In September 1940 several specially chartered trains pulled into Leamington station.

On board were almost 4,000 men of the Free Czech Army, who were to spend the next two years in mid-Warwickshire.

Many of the group were mere teenagers who had trekked across occupied Europe to reach the assembly point at Agde in the south of ~France.

The Czechs set up their headquarters at Harrington House in Newbold Terrace and occupied many of the properties in that part of town. Many of the men were billeted with local families and hutted accommodation was built at Kineton.

The Czechs were very well received and quickly made efforts to play a positive role in the community and to demonstrate the richness of Czech culture. They organised choirs and orchestras and put on plays and entertainments.

The men were very keen on physical fitness and fielded an excellent football team which played matches against many of the Midland first division sides.

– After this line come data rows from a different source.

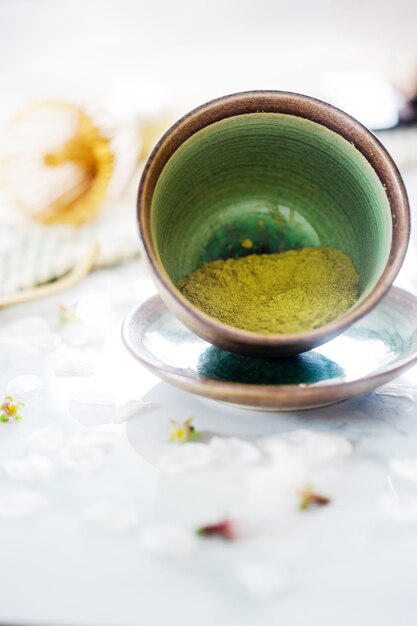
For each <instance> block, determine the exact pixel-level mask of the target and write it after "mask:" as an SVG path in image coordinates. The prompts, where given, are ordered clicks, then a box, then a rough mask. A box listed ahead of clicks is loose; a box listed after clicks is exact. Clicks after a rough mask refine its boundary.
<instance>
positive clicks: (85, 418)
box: [69, 389, 116, 426]
mask: <svg viewBox="0 0 417 626" xmlns="http://www.w3.org/2000/svg"><path fill="white" fill-rule="evenodd" d="M69 412H70V415H71V417H73V418H74V419H76V420H77V421H78V422H80V424H83V425H84V426H99V425H100V424H107V423H109V422H110V420H111V419H112V418H113V417H114V415H115V412H116V400H115V398H114V396H112V395H110V394H108V393H103V392H101V391H95V390H94V389H83V390H82V391H79V392H77V393H76V394H74V395H73V396H72V398H71V400H70V404H69Z"/></svg>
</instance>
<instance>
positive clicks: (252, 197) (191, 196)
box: [151, 113, 392, 296]
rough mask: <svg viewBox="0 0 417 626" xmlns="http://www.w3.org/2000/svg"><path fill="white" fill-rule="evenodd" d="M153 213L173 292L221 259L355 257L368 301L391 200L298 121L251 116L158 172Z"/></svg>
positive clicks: (161, 261) (346, 145)
mask: <svg viewBox="0 0 417 626" xmlns="http://www.w3.org/2000/svg"><path fill="white" fill-rule="evenodd" d="M151 211H152V220H151V225H152V236H153V240H154V243H155V247H156V249H157V251H158V254H159V258H160V261H161V263H162V265H163V266H164V268H165V270H166V272H167V274H168V275H169V276H170V278H171V280H172V282H173V283H174V284H175V283H176V282H177V281H178V280H179V279H180V278H182V277H183V276H185V275H186V274H188V273H189V272H191V271H193V270H195V269H197V268H198V267H200V266H201V265H202V264H203V263H206V262H208V261H214V260H216V259H227V258H231V257H232V258H238V257H241V256H246V255H247V254H254V253H257V254H263V253H270V252H281V251H283V250H288V249H293V248H301V247H304V246H331V247H333V248H336V249H338V250H342V251H343V252H345V254H347V255H348V256H350V258H351V259H352V261H353V263H354V265H355V268H356V270H357V271H358V273H359V275H360V294H361V295H362V294H363V296H366V295H367V294H368V293H369V291H370V289H372V287H374V286H375V284H376V282H377V280H378V278H379V277H380V275H381V273H382V270H383V268H384V265H385V263H386V262H387V259H388V255H389V250H390V246H391V237H392V225H391V214H390V208H389V203H388V199H387V196H386V194H385V191H384V189H383V186H382V184H381V181H380V180H379V179H378V177H377V175H376V173H375V171H374V170H373V169H372V167H371V166H370V164H369V163H368V162H367V161H366V159H365V158H364V157H363V156H362V154H361V153H360V152H359V151H358V150H357V149H356V148H355V147H354V146H353V145H352V144H350V143H349V142H348V141H347V140H346V139H344V138H343V137H341V136H339V135H338V134H336V133H335V132H333V131H331V130H329V129H328V128H326V127H325V126H323V125H321V124H317V123H315V122H312V121H311V120H306V119H303V118H300V117H296V116H295V115H283V114H278V113H250V114H247V115H239V116H235V117H230V118H227V119H226V120H222V121H220V122H216V123H215V124H211V125H210V126H208V127H206V128H204V129H202V130H200V131H198V132H197V133H196V134H195V135H193V136H192V137H191V138H190V139H188V140H187V141H186V142H185V143H184V144H183V145H182V146H181V147H180V148H179V149H178V150H177V151H176V152H175V153H174V154H173V156H172V157H171V159H170V160H169V161H168V163H167V164H166V166H165V168H164V169H163V171H162V172H161V176H160V179H159V181H158V184H157V186H156V188H155V194H154V197H153V202H152V209H151ZM250 244H251V245H250ZM248 295H250V294H248Z"/></svg>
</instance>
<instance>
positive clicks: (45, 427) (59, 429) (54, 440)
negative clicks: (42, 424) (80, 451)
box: [27, 424, 64, 453]
mask: <svg viewBox="0 0 417 626" xmlns="http://www.w3.org/2000/svg"><path fill="white" fill-rule="evenodd" d="M63 443H64V432H63V430H62V428H61V427H60V426H57V425H56V424H49V425H48V426H44V427H43V428H39V430H35V432H33V433H31V434H30V435H29V437H28V438H27V446H28V448H29V449H30V450H33V451H34V452H41V453H45V452H46V453H50V452H57V451H58V450H60V449H61V448H62V446H63Z"/></svg>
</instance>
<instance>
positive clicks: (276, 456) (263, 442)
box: [258, 430, 352, 468]
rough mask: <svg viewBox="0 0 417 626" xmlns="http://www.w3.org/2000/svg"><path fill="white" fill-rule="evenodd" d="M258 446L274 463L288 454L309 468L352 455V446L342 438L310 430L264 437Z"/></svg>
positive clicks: (335, 435) (341, 437)
mask: <svg viewBox="0 0 417 626" xmlns="http://www.w3.org/2000/svg"><path fill="white" fill-rule="evenodd" d="M258 445H259V447H260V448H261V449H262V450H263V451H264V452H266V453H267V454H269V455H270V457H272V459H273V460H274V461H276V460H279V458H280V457H281V456H282V455H285V454H286V453H288V452H289V453H291V454H294V455H296V456H298V457H299V458H300V459H301V460H302V462H303V463H305V465H306V466H307V467H310V468H314V467H319V466H321V465H325V464H326V463H329V462H331V461H334V460H336V459H340V458H343V457H346V456H348V455H349V454H351V453H352V444H351V443H350V441H348V440H347V439H345V438H344V437H340V436H339V435H334V434H333V433H322V432H316V431H312V430H294V431H292V432H289V433H285V434H283V435H274V436H272V437H265V438H263V439H260V440H259V441H258Z"/></svg>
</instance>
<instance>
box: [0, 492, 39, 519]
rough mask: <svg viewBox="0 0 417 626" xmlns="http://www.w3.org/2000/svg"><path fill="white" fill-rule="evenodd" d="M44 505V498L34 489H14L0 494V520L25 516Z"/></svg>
mask: <svg viewBox="0 0 417 626" xmlns="http://www.w3.org/2000/svg"><path fill="white" fill-rule="evenodd" d="M45 506H46V498H45V497H44V496H43V495H42V494H40V493H36V492H35V491H16V492H13V493H6V494H2V495H0V520H7V519H14V518H17V517H25V516H26V515H32V514H34V513H37V512H38V511H40V510H41V509H43V508H44V507H45Z"/></svg>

A number of international matches were played on the Lockheed FC ground between the Czechs and the Army teams of other European teams who were exiled in England.

While in Leamington Czech military intelligence officers conceived a plan to train some of their men as paratroop agents for covert missions in Nazi-occupied Czechoslovakia. A number of volunteers were trained in Scotland.

On moonlit winter nights they were flown out in small teams on British heavy bombers for a variety of high-risk operations. Many of these agents were discovered and shot on sight, but in May 1942 two warrant officers successfully assassinated Hitler’s right hand man, Reinhard Heydrich, on the streets of Prague, where he was the Reichsprotektor.

The men who had carried out the assassination took refuge in the crypt of a Prague church but their hiding place was betrayed and they shot themselves rather than surrender. The seven men who died in the church crypt are commemorated on a fountain in Jephson Gardens.